Streupas-Angleur, Liège. Telephone 4712. (1919)
In addition to motorcycles he developed for other companies, Gonthier created a 750cc OHV inline four in 1910 which was used in a machine built by Atéliers Spring, also of Streupas-Angleur, in 1910. In 1914 he built his own 500cc motorcycle, and post-WWI he had another company, CITA.
Manufactured by Ateliers Cita (Compent Industriel et Technique Automobile) of Liège, under Henri Gonthier. The company built a variety of engines for motorcycles and automobiles, along with componentry - gears, spark plugs and frames. From 1922-1925 they built motorcycles with engines of their own and from external sources in 125, 200, 350 and 500cc capacities.
BELGIAN motor cycle manufacturers are making rapid recovery, despite the troublous circumstances which are still extant, and that they are not behindhand in following the trend of modern design is evident from the production of a four-cylinder machine at Liege, the town whose name conjures up gallant memories of the early days of the war, and which, in pre-war days, was the home of another well-known Belgian motor cycle, the F.N. The designer and manufacturer, who has got so quickly to work, is M. Henri Gonthier, well-known in motor circles in Liege.

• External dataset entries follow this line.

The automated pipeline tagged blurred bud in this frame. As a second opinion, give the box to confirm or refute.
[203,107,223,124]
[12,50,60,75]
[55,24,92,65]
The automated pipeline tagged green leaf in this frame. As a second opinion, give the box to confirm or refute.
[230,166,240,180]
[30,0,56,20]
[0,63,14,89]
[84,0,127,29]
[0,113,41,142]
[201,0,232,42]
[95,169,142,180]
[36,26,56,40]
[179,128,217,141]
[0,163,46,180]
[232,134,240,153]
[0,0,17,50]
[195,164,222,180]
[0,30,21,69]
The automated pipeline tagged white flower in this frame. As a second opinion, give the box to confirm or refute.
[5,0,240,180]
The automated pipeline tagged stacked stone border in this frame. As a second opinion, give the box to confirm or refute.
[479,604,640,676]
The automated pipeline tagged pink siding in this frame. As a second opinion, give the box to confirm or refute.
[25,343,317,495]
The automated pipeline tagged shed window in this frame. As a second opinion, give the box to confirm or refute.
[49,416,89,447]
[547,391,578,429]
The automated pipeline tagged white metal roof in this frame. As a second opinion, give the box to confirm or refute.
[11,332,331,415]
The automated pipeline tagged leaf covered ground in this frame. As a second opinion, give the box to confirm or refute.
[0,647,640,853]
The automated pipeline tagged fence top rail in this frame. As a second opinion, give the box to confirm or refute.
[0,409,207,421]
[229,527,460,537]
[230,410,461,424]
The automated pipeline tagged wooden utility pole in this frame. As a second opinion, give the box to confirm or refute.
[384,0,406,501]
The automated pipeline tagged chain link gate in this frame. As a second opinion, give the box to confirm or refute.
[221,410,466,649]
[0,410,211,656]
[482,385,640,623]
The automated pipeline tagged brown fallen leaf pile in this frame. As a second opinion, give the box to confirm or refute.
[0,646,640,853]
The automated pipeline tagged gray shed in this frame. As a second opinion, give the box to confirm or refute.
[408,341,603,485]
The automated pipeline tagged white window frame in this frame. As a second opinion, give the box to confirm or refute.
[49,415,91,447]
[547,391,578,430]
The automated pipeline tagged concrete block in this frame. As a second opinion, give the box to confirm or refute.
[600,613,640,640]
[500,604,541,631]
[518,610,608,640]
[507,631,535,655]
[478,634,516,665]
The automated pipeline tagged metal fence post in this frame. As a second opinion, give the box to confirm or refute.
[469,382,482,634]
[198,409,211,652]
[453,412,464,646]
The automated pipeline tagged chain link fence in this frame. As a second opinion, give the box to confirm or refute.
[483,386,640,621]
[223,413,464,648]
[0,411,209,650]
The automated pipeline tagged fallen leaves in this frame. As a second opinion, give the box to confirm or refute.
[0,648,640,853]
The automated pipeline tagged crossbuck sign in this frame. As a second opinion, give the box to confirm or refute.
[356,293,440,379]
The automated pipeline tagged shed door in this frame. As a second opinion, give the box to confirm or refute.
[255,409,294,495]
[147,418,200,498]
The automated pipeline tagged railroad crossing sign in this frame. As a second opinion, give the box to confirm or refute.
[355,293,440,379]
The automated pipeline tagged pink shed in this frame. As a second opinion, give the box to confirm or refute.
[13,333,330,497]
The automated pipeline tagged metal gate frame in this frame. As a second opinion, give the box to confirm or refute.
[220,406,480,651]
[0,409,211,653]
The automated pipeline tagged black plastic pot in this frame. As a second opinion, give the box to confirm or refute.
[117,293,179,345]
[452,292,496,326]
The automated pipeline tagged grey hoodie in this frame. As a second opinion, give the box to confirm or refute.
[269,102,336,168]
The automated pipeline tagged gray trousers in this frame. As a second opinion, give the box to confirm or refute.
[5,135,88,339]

The Gonthier engine has four air-cooled cylinders, each a separate casting, and each with a bore of 55 mm. and stroke of 75 mm., giving a total capacity of 748 c.c. It has overhead inlet valves, operated through adjustable tappet rods. The ball bearing nickel steel crankshaft is mounted on three bearings, following car practice. The pistons, which are of a patented type, carry two rings at the top, and beneath the lower one is formed a deep groove, from which a series of holes give communication to the interior of the piston. Oil is collected in this groove, and any excess is passed through to the interior and so back to the crank case. This must tend to economy in oil and reduce carbon . deposit without starving the piston and cylinder walls to any particular degree. Lubrication is effected by a neat mechanical pump, designed to maintain a constant level in the crank chamber.

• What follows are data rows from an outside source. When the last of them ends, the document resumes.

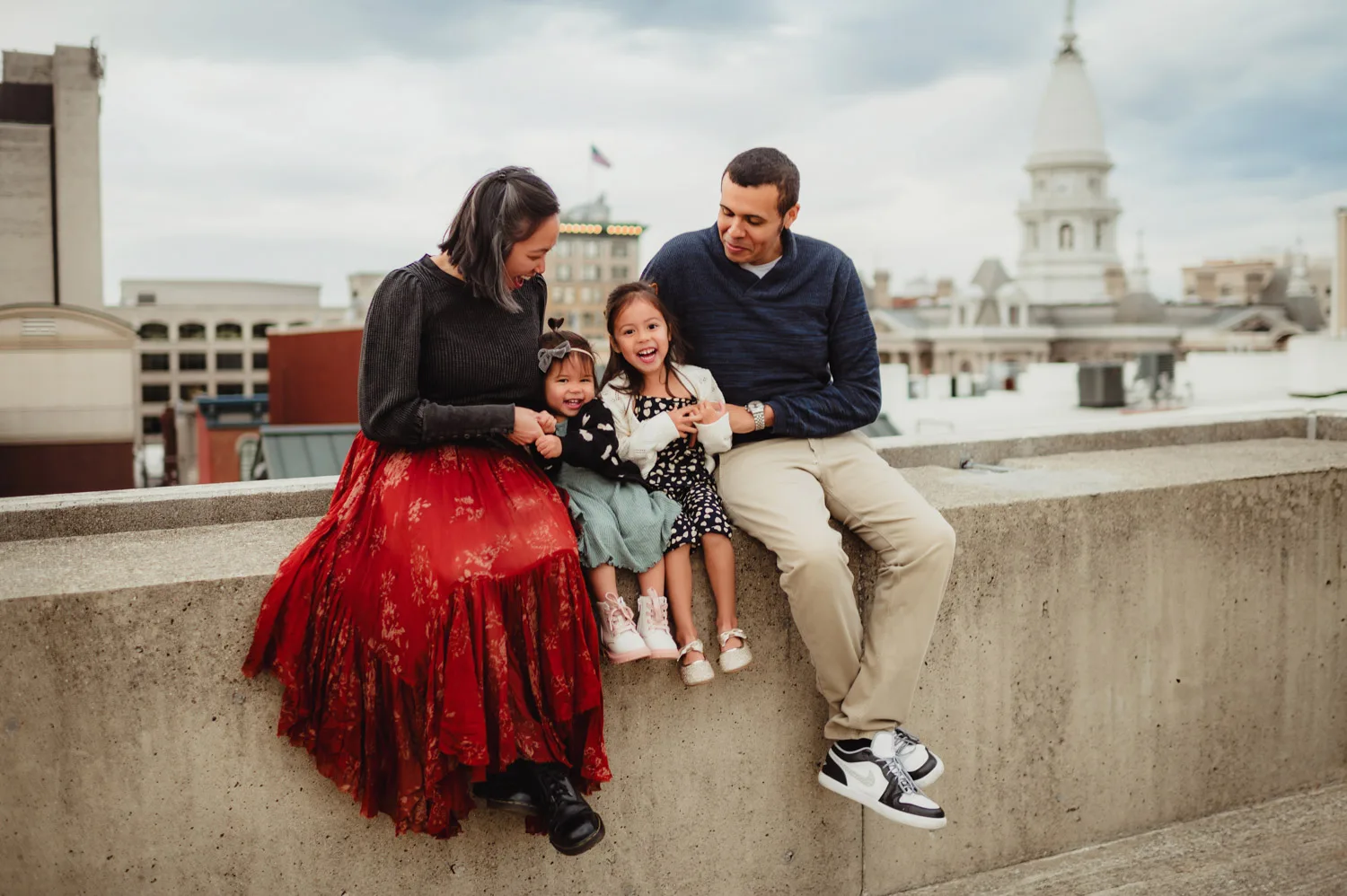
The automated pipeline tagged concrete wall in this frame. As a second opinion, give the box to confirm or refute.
[0,439,1347,896]
[0,124,56,304]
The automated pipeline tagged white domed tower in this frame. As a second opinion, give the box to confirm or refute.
[1017,0,1122,304]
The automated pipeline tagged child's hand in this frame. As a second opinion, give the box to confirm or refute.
[533,435,562,460]
[665,404,702,435]
[697,401,727,426]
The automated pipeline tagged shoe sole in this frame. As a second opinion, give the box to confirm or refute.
[603,648,651,665]
[552,818,603,856]
[819,772,948,831]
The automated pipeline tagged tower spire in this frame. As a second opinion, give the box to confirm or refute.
[1061,0,1077,56]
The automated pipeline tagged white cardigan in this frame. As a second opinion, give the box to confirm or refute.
[600,364,735,476]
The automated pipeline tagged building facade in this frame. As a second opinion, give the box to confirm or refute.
[108,280,348,444]
[547,196,646,358]
[0,48,102,309]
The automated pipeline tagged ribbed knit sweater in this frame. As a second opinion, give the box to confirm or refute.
[643,225,880,444]
[360,255,547,447]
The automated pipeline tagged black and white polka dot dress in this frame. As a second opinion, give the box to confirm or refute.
[636,395,735,551]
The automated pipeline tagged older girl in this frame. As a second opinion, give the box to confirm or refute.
[244,167,611,854]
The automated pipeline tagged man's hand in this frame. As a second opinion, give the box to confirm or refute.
[533,435,562,460]
[725,404,776,434]
[697,401,726,426]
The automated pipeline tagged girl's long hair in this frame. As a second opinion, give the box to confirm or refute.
[600,280,687,395]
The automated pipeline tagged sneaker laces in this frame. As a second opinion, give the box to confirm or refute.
[603,597,636,635]
[870,727,921,796]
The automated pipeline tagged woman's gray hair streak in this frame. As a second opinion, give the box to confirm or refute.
[439,166,560,312]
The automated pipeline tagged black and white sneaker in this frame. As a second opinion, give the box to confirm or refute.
[819,727,946,830]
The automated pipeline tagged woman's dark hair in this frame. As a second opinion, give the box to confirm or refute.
[600,280,687,395]
[722,147,800,218]
[538,318,594,376]
[439,166,562,312]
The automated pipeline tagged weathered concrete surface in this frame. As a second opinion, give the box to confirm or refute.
[0,476,337,541]
[876,414,1309,468]
[908,786,1347,896]
[0,439,1347,896]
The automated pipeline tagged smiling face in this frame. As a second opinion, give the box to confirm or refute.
[543,352,594,417]
[613,295,670,376]
[506,215,562,291]
[716,174,800,264]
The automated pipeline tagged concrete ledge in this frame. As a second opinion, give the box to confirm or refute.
[0,439,1347,896]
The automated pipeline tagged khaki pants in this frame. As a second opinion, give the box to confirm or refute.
[718,433,954,740]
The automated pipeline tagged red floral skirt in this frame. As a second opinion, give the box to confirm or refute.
[244,435,612,837]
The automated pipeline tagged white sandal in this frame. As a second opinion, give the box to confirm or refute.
[718,628,753,675]
[678,637,716,687]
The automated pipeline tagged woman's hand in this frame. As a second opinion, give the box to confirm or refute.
[533,435,562,460]
[509,404,544,444]
[697,401,729,426]
[665,404,702,436]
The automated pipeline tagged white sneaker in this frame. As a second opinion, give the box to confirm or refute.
[594,594,651,663]
[819,729,946,830]
[636,589,678,660]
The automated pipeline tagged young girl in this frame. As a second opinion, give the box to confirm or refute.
[536,318,679,663]
[601,283,753,686]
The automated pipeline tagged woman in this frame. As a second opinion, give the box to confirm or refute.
[244,167,611,854]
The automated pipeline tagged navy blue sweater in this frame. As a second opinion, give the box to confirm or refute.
[643,225,880,442]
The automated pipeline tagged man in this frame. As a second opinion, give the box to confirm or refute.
[644,148,954,829]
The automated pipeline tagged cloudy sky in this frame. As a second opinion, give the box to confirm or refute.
[0,0,1347,303]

The engine, clutch, and gear box form one unit, being carried in the loop of a duplex frame. The frame is well designed, and of ample strength for sidecar work. The forks are girder construction, with coil springs and parallel action.

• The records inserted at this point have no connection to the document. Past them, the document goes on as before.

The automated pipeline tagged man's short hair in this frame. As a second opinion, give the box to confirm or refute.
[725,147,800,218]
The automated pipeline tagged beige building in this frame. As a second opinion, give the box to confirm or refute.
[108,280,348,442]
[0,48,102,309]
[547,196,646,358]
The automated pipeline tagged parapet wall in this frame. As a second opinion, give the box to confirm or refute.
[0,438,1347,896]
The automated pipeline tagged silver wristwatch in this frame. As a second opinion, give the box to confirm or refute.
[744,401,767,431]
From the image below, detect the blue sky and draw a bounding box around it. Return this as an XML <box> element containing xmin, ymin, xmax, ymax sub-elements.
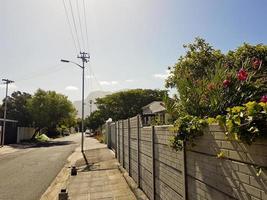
<box><xmin>0</xmin><ymin>0</ymin><xmax>267</xmax><ymax>100</ymax></box>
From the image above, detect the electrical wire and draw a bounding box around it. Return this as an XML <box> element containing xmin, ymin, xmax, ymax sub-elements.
<box><xmin>83</xmin><ymin>0</ymin><xmax>90</xmax><ymax>53</ymax></box>
<box><xmin>62</xmin><ymin>0</ymin><xmax>79</xmax><ymax>52</ymax></box>
<box><xmin>16</xmin><ymin>64</ymin><xmax>65</xmax><ymax>83</ymax></box>
<box><xmin>76</xmin><ymin>0</ymin><xmax>85</xmax><ymax>49</ymax></box>
<box><xmin>69</xmin><ymin>0</ymin><xmax>81</xmax><ymax>51</ymax></box>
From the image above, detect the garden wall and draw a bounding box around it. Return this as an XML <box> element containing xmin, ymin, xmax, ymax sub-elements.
<box><xmin>108</xmin><ymin>116</ymin><xmax>267</xmax><ymax>200</ymax></box>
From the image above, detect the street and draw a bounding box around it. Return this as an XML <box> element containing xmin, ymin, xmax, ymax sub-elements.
<box><xmin>0</xmin><ymin>134</ymin><xmax>81</xmax><ymax>200</ymax></box>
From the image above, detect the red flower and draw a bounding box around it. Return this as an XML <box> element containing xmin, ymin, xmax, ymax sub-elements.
<box><xmin>207</xmin><ymin>83</ymin><xmax>215</xmax><ymax>90</ymax></box>
<box><xmin>260</xmin><ymin>95</ymin><xmax>267</xmax><ymax>103</ymax></box>
<box><xmin>252</xmin><ymin>58</ymin><xmax>262</xmax><ymax>69</ymax></box>
<box><xmin>223</xmin><ymin>79</ymin><xmax>231</xmax><ymax>88</ymax></box>
<box><xmin>237</xmin><ymin>68</ymin><xmax>248</xmax><ymax>81</ymax></box>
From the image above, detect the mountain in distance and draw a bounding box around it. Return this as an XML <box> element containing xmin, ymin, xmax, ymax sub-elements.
<box><xmin>73</xmin><ymin>91</ymin><xmax>112</xmax><ymax>118</ymax></box>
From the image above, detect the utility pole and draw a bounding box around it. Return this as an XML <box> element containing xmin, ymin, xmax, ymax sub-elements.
<box><xmin>1</xmin><ymin>79</ymin><xmax>14</xmax><ymax>146</ymax></box>
<box><xmin>77</xmin><ymin>52</ymin><xmax>90</xmax><ymax>152</ymax></box>
<box><xmin>89</xmin><ymin>99</ymin><xmax>93</xmax><ymax>116</ymax></box>
<box><xmin>61</xmin><ymin>52</ymin><xmax>90</xmax><ymax>152</ymax></box>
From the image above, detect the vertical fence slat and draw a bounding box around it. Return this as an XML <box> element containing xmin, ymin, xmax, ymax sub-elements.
<box><xmin>118</xmin><ymin>121</ymin><xmax>121</xmax><ymax>163</ymax></box>
<box><xmin>151</xmin><ymin>126</ymin><xmax>156</xmax><ymax>200</ymax></box>
<box><xmin>137</xmin><ymin>115</ymin><xmax>140</xmax><ymax>188</ymax></box>
<box><xmin>121</xmin><ymin>120</ymin><xmax>125</xmax><ymax>169</ymax></box>
<box><xmin>128</xmin><ymin>118</ymin><xmax>132</xmax><ymax>177</ymax></box>
<box><xmin>183</xmin><ymin>142</ymin><xmax>188</xmax><ymax>200</ymax></box>
<box><xmin>114</xmin><ymin>122</ymin><xmax>118</xmax><ymax>158</ymax></box>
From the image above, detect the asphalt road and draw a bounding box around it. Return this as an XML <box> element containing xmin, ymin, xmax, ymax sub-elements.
<box><xmin>0</xmin><ymin>134</ymin><xmax>80</xmax><ymax>200</ymax></box>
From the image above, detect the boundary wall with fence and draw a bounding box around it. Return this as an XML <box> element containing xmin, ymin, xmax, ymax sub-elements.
<box><xmin>106</xmin><ymin>116</ymin><xmax>267</xmax><ymax>200</ymax></box>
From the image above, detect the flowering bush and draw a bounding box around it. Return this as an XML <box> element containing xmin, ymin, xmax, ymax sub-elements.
<box><xmin>217</xmin><ymin>101</ymin><xmax>267</xmax><ymax>144</ymax></box>
<box><xmin>166</xmin><ymin>38</ymin><xmax>267</xmax><ymax>149</ymax></box>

The clutch is of the plate type, of large diameter, running in oil. The gear box is constructed to give no fewer than seven speeds, with nine gear wheels, of which only two slide on the shafts. It is said to be just as simple to operate as a three-speed gear, and yet it provides a fairly gradual progression from low to high, and vice versa.
At the same time, it is possible to overstep the intermediary gears and change directly from low to top or otherwise, as desired The designer describes the gear quaintly as a three-speed gear with two intermediary gears between first and second, and two more between second and third. A kick starter is fitted
Transmission from gear box to rear wheel is by a totally enclosed chain. The carburetter, specially designed for this machine, is operated by a single lever and has two jets. The second jet comes into action at high speeds.
The vaporising chamber is said to be particularly effective in atomising heavy fuels. As to the fuel consumption we have no information, but the design bears promise of economical results.
The method of springing, to which this firm is particularly partial, is a parallel motion incorporating large coiled springs; it is embodied in the saddle, front forks, and sidecar springing, and should prove very effective. The question of mudguarding has been well looked after, the guards being very wide and substantially made, the rear guard having formed in it a compartment for tools and forming a carrier.
Both wheels are detachable and interchangeable, and when a sidecar is used a spare wheel may be carried.
As regards the sidecar, M. Gonthier claims to be the first to introduce this attachment into Belgium, and makes a distinct departure from usual practice by employing a pressed steel frame with welded joints. The attachments are particularly strong, and the girder type of stay, also of pressed steel, which stiffens the sidecar axle, is a distinctly good point.
The construction of this sidecar chassis is similar to that of aero engine plates, and since so many of our manufacturers have had experience in this class of work during the war, it is not improbable that it will play an important part in motor cycle construction in the future.
As far as we are able to judge, this machine gives great promise, and, provided that production is not interfered with by the aftermath of war, it should form a sturdy competitor in the four-cylinder market.
The firm, previous to the war, was turning out a very useful 3 1/2 h.p. twin-engined machine, and its production is to be resumed shortly. The cylinders are set at an angle of 50°, and it follows standard practice in other details.